In the context of a resurgent interest in commoning, not only as a viable model for environmental governance, but as the ground for nurturing postcapitalist politics, we invite attention to the potential role of specific commoning practices in fostering becoming a commoner, or emotional subjectivities that nurture life-in-common. Whereas former articulations of the commons focused on the “problem” of shared material, economic resource bases and the negotiation of competitive and cooperative behavior within and between humans (framed as individual and autonomous rational actors), in this session, we mobilise the theme of “life-in-common” as an alternative framing of commoning that seeks to co-create alternative sustainabilities for the benefit of more-than-human life.

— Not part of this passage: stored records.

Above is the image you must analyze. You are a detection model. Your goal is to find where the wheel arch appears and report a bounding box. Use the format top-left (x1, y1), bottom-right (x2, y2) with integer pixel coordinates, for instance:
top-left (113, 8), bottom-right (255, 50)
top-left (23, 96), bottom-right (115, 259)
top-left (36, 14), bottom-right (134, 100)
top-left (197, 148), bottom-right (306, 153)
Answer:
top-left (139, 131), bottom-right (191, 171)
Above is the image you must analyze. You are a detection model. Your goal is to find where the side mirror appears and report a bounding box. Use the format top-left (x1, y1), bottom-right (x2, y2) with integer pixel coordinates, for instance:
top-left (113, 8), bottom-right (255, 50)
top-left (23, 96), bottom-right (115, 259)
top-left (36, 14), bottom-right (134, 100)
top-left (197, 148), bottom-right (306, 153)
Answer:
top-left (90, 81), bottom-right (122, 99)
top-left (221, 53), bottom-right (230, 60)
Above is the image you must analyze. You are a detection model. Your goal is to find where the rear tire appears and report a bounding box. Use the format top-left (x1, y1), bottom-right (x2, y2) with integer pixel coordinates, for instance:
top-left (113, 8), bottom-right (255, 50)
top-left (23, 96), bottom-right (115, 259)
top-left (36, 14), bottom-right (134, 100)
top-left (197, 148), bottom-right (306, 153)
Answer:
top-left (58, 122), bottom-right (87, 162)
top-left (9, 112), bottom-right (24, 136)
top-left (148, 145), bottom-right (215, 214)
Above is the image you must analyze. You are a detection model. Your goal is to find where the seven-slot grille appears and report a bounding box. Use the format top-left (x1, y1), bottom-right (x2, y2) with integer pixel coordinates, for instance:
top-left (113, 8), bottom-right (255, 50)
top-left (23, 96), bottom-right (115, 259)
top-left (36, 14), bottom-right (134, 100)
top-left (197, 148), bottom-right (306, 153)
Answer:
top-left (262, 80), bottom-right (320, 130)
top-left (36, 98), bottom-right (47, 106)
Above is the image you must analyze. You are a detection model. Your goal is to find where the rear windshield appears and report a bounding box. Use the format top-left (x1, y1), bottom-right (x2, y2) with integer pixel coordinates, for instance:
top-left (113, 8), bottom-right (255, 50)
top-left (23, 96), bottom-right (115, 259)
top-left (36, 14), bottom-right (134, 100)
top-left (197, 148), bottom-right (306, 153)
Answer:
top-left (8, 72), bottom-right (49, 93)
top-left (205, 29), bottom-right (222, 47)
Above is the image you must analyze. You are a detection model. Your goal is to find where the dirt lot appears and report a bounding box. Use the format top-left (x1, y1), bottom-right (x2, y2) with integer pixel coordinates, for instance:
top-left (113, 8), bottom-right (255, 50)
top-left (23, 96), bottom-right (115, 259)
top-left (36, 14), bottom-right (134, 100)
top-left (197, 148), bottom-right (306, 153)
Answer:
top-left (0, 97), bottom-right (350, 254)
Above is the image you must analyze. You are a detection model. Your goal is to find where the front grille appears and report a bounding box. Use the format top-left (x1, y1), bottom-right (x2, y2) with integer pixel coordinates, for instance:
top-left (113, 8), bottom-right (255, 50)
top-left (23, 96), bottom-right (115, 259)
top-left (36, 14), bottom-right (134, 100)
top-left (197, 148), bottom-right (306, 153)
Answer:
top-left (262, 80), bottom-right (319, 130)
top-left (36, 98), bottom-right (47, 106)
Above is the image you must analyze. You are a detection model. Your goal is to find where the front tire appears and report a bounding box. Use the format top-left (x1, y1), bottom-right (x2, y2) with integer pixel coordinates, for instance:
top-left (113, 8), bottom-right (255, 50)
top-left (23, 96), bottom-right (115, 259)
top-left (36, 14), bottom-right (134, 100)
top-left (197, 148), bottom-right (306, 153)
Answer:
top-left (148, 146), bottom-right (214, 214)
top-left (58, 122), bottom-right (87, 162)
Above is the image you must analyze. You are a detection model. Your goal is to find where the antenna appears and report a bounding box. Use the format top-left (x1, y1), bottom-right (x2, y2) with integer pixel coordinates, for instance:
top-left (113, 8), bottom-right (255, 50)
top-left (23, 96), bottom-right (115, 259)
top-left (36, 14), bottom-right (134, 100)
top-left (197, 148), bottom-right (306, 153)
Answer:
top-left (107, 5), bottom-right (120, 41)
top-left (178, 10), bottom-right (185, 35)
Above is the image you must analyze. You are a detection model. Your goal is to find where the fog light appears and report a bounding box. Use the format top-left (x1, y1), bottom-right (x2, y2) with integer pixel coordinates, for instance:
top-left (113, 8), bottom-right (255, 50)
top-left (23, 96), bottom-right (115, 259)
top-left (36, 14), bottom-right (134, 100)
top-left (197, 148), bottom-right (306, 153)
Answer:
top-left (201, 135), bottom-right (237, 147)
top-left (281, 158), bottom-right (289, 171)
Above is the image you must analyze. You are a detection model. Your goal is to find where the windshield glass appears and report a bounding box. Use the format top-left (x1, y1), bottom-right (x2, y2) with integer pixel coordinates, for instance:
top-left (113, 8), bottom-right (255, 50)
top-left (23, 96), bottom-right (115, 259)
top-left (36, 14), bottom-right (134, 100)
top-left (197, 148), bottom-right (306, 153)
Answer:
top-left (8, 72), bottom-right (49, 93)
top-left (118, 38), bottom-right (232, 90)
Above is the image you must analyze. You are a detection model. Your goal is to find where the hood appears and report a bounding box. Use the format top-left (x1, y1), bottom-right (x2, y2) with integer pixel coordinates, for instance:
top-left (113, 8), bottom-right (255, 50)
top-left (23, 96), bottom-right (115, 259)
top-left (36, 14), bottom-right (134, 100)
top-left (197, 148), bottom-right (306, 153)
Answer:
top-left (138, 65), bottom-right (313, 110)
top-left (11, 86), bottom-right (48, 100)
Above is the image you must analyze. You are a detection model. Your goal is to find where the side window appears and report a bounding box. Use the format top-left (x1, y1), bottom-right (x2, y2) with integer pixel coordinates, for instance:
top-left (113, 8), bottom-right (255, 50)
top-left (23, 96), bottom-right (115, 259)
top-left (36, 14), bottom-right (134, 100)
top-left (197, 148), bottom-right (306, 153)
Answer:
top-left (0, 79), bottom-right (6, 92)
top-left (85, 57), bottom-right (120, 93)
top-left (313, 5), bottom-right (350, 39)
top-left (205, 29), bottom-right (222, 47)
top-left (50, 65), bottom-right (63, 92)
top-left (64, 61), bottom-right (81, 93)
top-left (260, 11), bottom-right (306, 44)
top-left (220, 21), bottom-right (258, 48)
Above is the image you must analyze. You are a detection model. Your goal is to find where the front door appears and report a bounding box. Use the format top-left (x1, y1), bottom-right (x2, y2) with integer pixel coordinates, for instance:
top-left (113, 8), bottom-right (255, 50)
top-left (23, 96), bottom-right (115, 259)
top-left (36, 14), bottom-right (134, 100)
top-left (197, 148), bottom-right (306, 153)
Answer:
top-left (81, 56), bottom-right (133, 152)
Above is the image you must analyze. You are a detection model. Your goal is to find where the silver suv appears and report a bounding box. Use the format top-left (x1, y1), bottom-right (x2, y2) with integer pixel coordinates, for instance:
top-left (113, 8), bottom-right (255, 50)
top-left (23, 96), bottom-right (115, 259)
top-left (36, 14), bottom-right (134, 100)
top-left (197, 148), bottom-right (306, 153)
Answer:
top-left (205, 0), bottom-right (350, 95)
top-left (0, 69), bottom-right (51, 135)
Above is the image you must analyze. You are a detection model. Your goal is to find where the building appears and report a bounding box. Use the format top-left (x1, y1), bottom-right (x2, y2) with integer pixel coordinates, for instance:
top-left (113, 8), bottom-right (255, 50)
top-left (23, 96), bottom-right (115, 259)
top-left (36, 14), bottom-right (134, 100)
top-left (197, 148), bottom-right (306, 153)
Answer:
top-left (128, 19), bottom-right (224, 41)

Following feminist scholarship, we consider subjectivities as dynamic and relational. Further, we highlight the centrality of emotional and embodied subjectivities to the social production of “the commons” and the associated durability of the specific life-in-common that is (re)produced. We are especially interested in exploring the conditions under which ontologies of life-in-common emerge and situations under which associated subjectivities are fostered, contested, or undermined. In contrast to the utilitarian subjectivity of the “user-group member” that emerged out of participatory development discourses since the 1990s, the notion of “life-in-common” draws attention to the emotional, affective and embodied practices that shape both subjectivities and socio-material relations in particular territories of commoning.
We recognize that our ways of describing the world enact it and hence, the second focus of this session seeks to bring attention to our methodologies of scholarly engagement; our research tools and scripting practices. This session therefore calls for papers that explore or depict alternate ways of “doing theory” – (following Gibson-Graham/ Sedwig’s weak theory or Cindi Katz’s minor theory) – and of going beyond academic critique. We thus take seriously the scholar-activist imperative to enact methodological/scripting processes that foster more hopeful and supportive, but also more abundant, cooperative and careful futures.
Possible subthemes for papers in this session include:
- Affect, emotion and embodied practices of constituting territories of/ for collective action
- Spaces of “belonging” in sustainable/intentional/commoning communities
- Affective and relational ecologies of care/ being-in-common
- Kin-centric ecology/ indigenous ontologies and the green economy
- Different conceptions of human in the Anthropocene: e.g. how do ways of practicing life-in-common and relating to the commons recognize or enable different ways of being human to emerge and flourish?
- Environmental care labour; environment and the care economy
Depending on the nature of abstract submissions and interest, the session will follow the format of 20 minute paper presentations, followed by two discussants. Given sufficient interest, there may be an additional session to allow for further collective debate and brainstorming around the core topics, incorporating a world café discussion.